Solver Stabilization

-Whenever constraints are behaving oddly, try increasing the solver's iteration count to an extreme value (100+). If the problems go away, it is likely that the constraints or the bodies connected to them are configured in a way that is making the constraint system very hard to solve. If behavior doesn't improve, then the problem may not be related to constraints.

-While many simple simulations can work fine with only 1 solver iteration, using a minimum of 2 is recommended for most simulations. Simulations with greater degrees of complexity- articulated robots, ragdolls, stacks- will often need more.

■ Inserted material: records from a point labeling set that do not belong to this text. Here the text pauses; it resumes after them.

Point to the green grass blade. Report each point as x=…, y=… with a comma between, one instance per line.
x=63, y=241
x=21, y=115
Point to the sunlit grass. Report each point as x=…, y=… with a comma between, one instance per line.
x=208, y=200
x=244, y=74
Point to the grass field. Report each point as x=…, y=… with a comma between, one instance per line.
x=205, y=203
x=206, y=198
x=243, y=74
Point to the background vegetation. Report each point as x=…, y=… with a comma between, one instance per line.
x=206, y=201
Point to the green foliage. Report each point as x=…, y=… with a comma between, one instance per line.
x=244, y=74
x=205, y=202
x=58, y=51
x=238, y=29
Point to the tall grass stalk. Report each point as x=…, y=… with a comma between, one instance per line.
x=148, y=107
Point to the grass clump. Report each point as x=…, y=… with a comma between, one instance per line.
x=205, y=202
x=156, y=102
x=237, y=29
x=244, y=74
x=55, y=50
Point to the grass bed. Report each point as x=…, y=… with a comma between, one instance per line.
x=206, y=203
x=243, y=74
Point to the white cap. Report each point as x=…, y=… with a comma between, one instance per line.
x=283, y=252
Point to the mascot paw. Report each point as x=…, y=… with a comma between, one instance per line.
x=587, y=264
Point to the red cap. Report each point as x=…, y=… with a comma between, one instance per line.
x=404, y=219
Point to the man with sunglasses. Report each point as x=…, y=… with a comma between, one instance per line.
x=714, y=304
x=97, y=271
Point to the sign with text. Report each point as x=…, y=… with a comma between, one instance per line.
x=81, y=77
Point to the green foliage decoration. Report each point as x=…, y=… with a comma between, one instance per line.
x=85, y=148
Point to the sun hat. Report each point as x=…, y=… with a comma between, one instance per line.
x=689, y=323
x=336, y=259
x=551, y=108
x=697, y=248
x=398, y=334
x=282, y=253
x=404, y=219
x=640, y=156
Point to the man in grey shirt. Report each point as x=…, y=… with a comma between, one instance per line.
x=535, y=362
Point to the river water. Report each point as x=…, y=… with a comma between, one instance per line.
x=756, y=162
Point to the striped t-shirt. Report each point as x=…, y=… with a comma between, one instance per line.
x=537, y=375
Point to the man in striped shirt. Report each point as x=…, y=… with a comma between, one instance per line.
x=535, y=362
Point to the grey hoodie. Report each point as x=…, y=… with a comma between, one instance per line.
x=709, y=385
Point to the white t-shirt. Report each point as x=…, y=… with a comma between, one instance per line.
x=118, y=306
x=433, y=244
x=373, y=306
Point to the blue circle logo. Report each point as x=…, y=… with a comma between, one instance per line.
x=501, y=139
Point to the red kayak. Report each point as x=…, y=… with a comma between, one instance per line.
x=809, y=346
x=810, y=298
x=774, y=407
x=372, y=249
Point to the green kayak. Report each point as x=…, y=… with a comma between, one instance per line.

-The "mass ratios" problem: avoid making heavy objects depend on light objects. A tiny box can sit on top of a tank without any issues at all, but a tank would squish a tiny box. Larger mass ratios yield larger stability problems.

-If constraints are taking too many iterations to converge and the design allows it, try softening the constraints. A little bit of softness can significantly stabilize a constraint system.

-Avoid configuring constraints to 'fight' each other. Opposing constraints tend to require more iterations to converge, and if they're extremely rigid, it can take an unreasonable number of iterations.

-Use the minimum number of constraints necessary to express the desired design. Less constraints means better performance and fewer opportunities for constraints to conflict.

-When trying to build rope-like constraint systems, it's likely that the solver will suffer from both mass ratios and the difficulty of propagating impulses through a long chain of bodies. In this situation, you can give the solver a little help by adding 'skip' constraints. That is, rather than creating distance limits only between adjacent bodies in a rope, try also connecting the first body to the last body (with an appropriately increased distance limit). In extreme cases, you could also create more skip constraints- connecting every other body or every third body, for example.

-When tuning the SpringSettings.Frequency of constraints, prefer values smaller than 0.5 / timeStepDuration. Higher values increase the risk of instability.

-Once bugs and misconfiguration are ruled out and things are still behaving poorly, try decreasing the time step duration and updating the simulation more frequently to compensate. This is the single most powerful way to stabilize simulations, but also one of the most expensive.

Contact Generation

-While nonzero speculative margins are required for stable contact, overly large margins can sometimes cause 'ghost' contacts when objects are moving quickly relative to each other. It might look like one object is bouncing off the air a foot away from the other shape. To avoid this, use a smaller speculative margin and, if continuous collision detection is desired, consider using one of the explicitly continuous modes.

-Prefer simpler shapes. In particular, avoid highly complex convex hulls with a bunch of faces separated by only a few degrees. The solver likes temporally coherent contacts, and excess complexity can cause the set of generated contacts to vary significantly with small rotations. Also, complicated hulls are slow!